Posiblemente, a lo largo de nuestra convulsa historia, la llajua haya estado en medio de revoluciones, conspiraciones, golpes militares y demás follones políticos. Quizá algún caudillo ha padecido sofocones por la rabia de un cocinero compinchado con sus enemigos. Tal vez algún presidente ha abandonado un almuerzo porque no había llajua en la mesa.
La llajua tiene importancia de Estado, señores, y si no entérense de cómo un asesor con ínfulas del ministerio de Comunicación, amenazó no hace mucho a un mesero de un café porque no le trajo la divina y poderosa salsa. La anécdota es verídica aunque suene disparatada.

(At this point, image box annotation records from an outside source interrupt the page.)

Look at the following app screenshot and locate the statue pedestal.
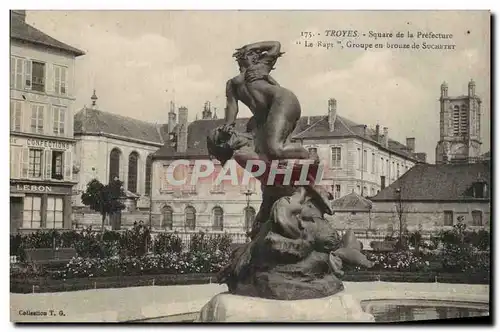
[196,292,375,323]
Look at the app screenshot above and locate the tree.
[82,179,125,240]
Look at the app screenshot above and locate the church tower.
[436,80,481,164]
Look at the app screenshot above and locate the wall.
[152,160,261,232]
[303,138,415,197]
[372,202,490,230]
[11,41,75,138]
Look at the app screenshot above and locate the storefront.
[10,180,73,233]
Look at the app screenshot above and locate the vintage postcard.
[10,10,492,324]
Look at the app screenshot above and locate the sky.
[27,10,490,162]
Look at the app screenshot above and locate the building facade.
[10,11,84,233]
[436,80,481,164]
[371,161,491,231]
[73,91,168,228]
[152,100,425,234]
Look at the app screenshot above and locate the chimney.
[177,106,188,152]
[328,98,337,131]
[382,127,389,148]
[10,9,26,22]
[406,137,415,153]
[168,101,177,134]
[201,101,212,120]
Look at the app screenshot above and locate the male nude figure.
[225,41,309,160]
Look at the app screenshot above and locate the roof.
[371,161,491,202]
[294,116,417,159]
[73,107,166,145]
[332,192,372,212]
[154,115,417,160]
[10,11,85,56]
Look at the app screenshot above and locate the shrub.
[189,232,232,252]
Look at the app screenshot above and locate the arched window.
[245,206,255,232]
[184,206,196,231]
[109,148,122,182]
[212,206,224,231]
[127,151,139,193]
[472,210,483,226]
[144,155,153,196]
[161,205,174,230]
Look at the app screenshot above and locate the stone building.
[328,192,372,229]
[293,99,426,198]
[10,10,84,232]
[436,80,482,164]
[152,99,425,234]
[371,161,491,231]
[73,91,179,228]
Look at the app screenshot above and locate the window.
[212,206,224,231]
[31,105,44,134]
[23,195,42,228]
[245,206,255,232]
[308,148,318,160]
[444,211,453,226]
[363,150,368,172]
[372,153,377,174]
[127,152,139,193]
[453,105,460,136]
[333,184,340,199]
[184,206,196,231]
[54,65,67,95]
[144,155,153,196]
[46,196,64,228]
[162,206,174,230]
[109,148,122,182]
[52,106,66,135]
[51,151,64,180]
[31,61,45,92]
[10,100,23,131]
[10,57,24,89]
[460,104,469,135]
[28,149,43,178]
[212,166,224,193]
[380,175,385,189]
[332,147,342,167]
[472,210,483,226]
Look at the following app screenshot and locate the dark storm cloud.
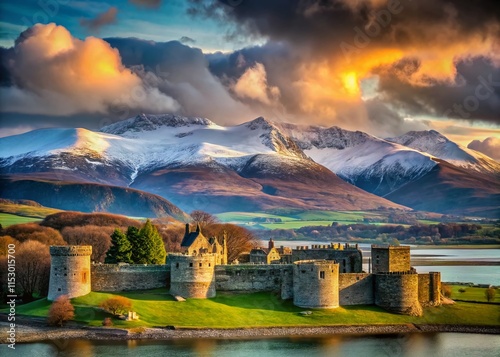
[105,38,256,123]
[378,58,500,124]
[179,36,196,44]
[467,137,500,161]
[80,7,118,32]
[189,0,500,126]
[129,0,161,8]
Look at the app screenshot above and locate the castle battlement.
[50,245,92,256]
[48,242,441,315]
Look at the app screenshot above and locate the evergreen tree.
[104,229,133,264]
[127,226,143,264]
[137,219,167,264]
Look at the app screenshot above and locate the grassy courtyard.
[8,289,500,328]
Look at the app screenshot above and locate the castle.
[48,225,441,316]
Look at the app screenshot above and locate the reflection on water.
[5,333,500,357]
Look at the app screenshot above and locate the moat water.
[275,241,500,285]
[6,333,500,357]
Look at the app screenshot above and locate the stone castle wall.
[215,264,293,297]
[47,246,92,301]
[91,264,170,292]
[371,245,411,274]
[418,272,441,306]
[339,273,375,305]
[374,272,422,316]
[293,260,339,309]
[292,244,363,273]
[168,254,216,299]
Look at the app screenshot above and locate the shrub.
[99,296,132,315]
[441,284,451,298]
[484,286,497,302]
[47,295,75,326]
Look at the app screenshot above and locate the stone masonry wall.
[47,246,92,301]
[418,272,441,306]
[292,246,363,273]
[91,264,170,291]
[339,273,375,305]
[215,264,292,290]
[374,272,422,316]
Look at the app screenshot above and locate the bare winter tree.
[203,223,260,262]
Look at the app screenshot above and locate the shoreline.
[0,321,500,343]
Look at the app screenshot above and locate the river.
[4,333,500,357]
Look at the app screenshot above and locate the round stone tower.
[47,245,92,301]
[375,271,423,316]
[293,260,339,309]
[168,254,216,299]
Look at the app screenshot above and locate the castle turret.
[375,271,423,316]
[371,245,411,274]
[47,245,92,301]
[168,254,216,299]
[293,260,339,309]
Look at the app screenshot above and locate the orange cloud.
[1,24,179,115]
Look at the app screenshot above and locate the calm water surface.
[6,333,500,357]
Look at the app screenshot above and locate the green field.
[0,203,61,218]
[216,209,446,229]
[8,289,499,328]
[217,209,376,229]
[0,213,41,227]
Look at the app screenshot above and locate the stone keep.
[293,260,339,309]
[47,245,92,301]
[168,254,217,299]
[372,245,411,274]
[375,271,423,316]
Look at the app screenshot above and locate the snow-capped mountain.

Romero: La comida es realmente muy rica, pero la atención deja mucho que desear, yo no tengo por qué saber que no hacen llajua.
Verónica: ¿Perdón?
Mesero: Sólo te he dicho que no hacemos llajua.
Romero: Pero me has dicho de mala manera.
Mesero: Repito, sólo he dicho que no hacemos llajua.
Romero: Pero los voy a cagar en Facebook.
Mesero: No tengo Facebook, viejo, haz lo que quieras.
Verónica: Discúlpenos, señor, no volverá a pasar; hasta luego.
Romero (dirigiéndose al mesero): Ahora, cállate y haz mi factura. El mesero se calló, no perdió la calma, y se puso a hacer la factura.
Romero: ¡Haz mi factura! ¡Escribí bien! Hazla detallada. Haz mi factura, haz lo que te digo, ahora vas a conocer el poder, ¡yo soy el poder!